Fed braces for weaker growth ahead
Robust US expansion in the third quarter may be the last ray of sunshine the Federal Reserve sees before the full impact of a housing downturn and tighter credit conditions darken the economy's prospects. The US central bank meets today and tomorrow...
Robust US expansion in the third quarter may be the last ray of sunshine the Federal Reserve sees before the full impact of a housing downturn and tighter credit conditions darken the economy's prospects.
The US central bank meets today and tomorrow and is expected to lower the benchmark interbank federal funds rate by at least a quarter percentage point to 4.50 per cent as insurance against the risk that shocks from declining house prices and higher borrowing costs could tip the economy into recession.
Fed officials expect the economy to slow because of the credit crisis that hit over the summer after worries about sour mortgage loans spread, though strong exports and steady hiring and spending have buoyed the world's largest economy so far.
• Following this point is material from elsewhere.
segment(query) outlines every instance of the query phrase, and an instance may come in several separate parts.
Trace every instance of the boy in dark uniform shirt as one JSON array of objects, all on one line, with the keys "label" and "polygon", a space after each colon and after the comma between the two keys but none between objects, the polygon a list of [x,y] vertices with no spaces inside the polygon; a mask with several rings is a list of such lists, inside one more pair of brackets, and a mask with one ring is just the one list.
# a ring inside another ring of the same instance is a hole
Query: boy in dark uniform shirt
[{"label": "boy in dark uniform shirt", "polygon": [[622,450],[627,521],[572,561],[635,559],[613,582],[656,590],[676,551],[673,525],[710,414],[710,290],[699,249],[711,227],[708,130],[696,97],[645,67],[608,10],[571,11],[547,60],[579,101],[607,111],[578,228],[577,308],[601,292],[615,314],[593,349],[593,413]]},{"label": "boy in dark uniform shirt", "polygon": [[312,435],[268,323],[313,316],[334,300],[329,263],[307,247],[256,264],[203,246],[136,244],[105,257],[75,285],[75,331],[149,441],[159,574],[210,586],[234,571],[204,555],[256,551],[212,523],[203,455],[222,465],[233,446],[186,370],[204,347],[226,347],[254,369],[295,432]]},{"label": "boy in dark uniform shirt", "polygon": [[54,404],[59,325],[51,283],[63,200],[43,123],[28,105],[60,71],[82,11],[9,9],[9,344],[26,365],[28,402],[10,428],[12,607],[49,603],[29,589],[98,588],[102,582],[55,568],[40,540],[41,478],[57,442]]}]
Analysts anticipate expansion at a three per cent annual rate from July through September when the government publishes its first estimate of third-quarter gross domestic product on the morning the Fed's policy-setting Federal Open Market Committee is due to announce its decision in interest rates.
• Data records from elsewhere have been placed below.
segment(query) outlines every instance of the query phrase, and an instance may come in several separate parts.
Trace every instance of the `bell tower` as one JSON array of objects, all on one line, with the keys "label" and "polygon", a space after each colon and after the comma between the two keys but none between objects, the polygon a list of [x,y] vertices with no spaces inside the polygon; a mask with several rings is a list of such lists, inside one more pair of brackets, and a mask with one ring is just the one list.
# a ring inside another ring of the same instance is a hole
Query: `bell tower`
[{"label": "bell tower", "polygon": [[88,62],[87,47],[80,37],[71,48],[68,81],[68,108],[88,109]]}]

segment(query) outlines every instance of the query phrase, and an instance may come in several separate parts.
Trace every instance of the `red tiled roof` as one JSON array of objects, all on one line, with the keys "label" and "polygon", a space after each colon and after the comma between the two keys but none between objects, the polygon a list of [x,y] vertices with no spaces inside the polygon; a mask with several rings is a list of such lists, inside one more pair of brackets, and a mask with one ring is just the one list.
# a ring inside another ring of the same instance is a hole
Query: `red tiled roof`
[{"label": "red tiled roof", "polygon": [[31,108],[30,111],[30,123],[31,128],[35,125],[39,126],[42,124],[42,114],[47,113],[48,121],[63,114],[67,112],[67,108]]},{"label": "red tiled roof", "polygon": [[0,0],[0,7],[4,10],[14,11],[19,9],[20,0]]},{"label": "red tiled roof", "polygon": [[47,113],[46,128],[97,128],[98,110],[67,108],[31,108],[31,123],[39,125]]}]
But the outlook for the final three months of the year is for a rapid deterioration caused by lingering weakness for home sales and construction, softer consumer and business spending, and slower job growth.
"Looking ahead, the housing market is just tremendously troubling," said Carl Tannenbaum, chief economist for LaSalle Bank ABN Amro in Chicago.
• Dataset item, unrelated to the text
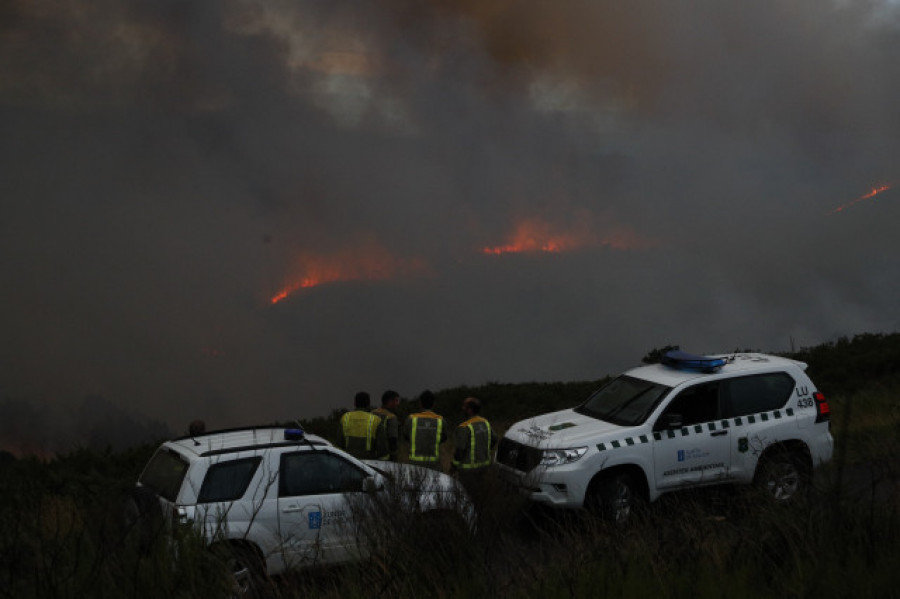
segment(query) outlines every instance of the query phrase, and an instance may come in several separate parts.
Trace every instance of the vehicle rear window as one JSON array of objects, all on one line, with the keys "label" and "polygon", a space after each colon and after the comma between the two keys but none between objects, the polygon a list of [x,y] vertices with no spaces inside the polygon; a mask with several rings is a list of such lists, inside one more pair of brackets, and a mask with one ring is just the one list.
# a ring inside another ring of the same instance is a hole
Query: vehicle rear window
[{"label": "vehicle rear window", "polygon": [[669,389],[658,383],[620,376],[600,387],[575,411],[619,426],[636,426],[647,419]]},{"label": "vehicle rear window", "polygon": [[796,385],[786,372],[742,376],[723,381],[725,418],[784,407]]},{"label": "vehicle rear window", "polygon": [[209,467],[200,486],[198,503],[234,501],[244,496],[261,458],[242,458],[219,462]]},{"label": "vehicle rear window", "polygon": [[150,463],[141,474],[141,484],[153,490],[168,501],[175,501],[184,476],[187,474],[188,462],[171,449],[159,449],[150,459]]},{"label": "vehicle rear window", "polygon": [[366,473],[336,455],[307,451],[281,456],[279,495],[323,495],[362,490]]}]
"Clearly all of the risk for economic growth is for the downside," he said.
Fed officials concede that housing will contract further and exert a "significant" drag on growth into next year. That said, the impact of the housing downturn on business and consumer spending remains uncertain, they have said.
And while financial markets have experienced some improvement since the worst of the credit crunch mid-August, a full recovery will probably take some time and may be uneven, officials say.
"Our policy action will not be able to avert all of the weakness in the economy that may be in train for the next several months," Fed Governor Donald Kohn had said.
As a result, next year's growth outlook looks lower than the 2.5 per cent to three per cent range the Fed forecast in July, a direct result of tightening credit and likely retrenchment of household and business spending, analysts believe.
In the meantime, the Fed will continue to have to balance risks to growth with lingering concerns that, as energy prices rise and the US dollar weakens, inflation may flare.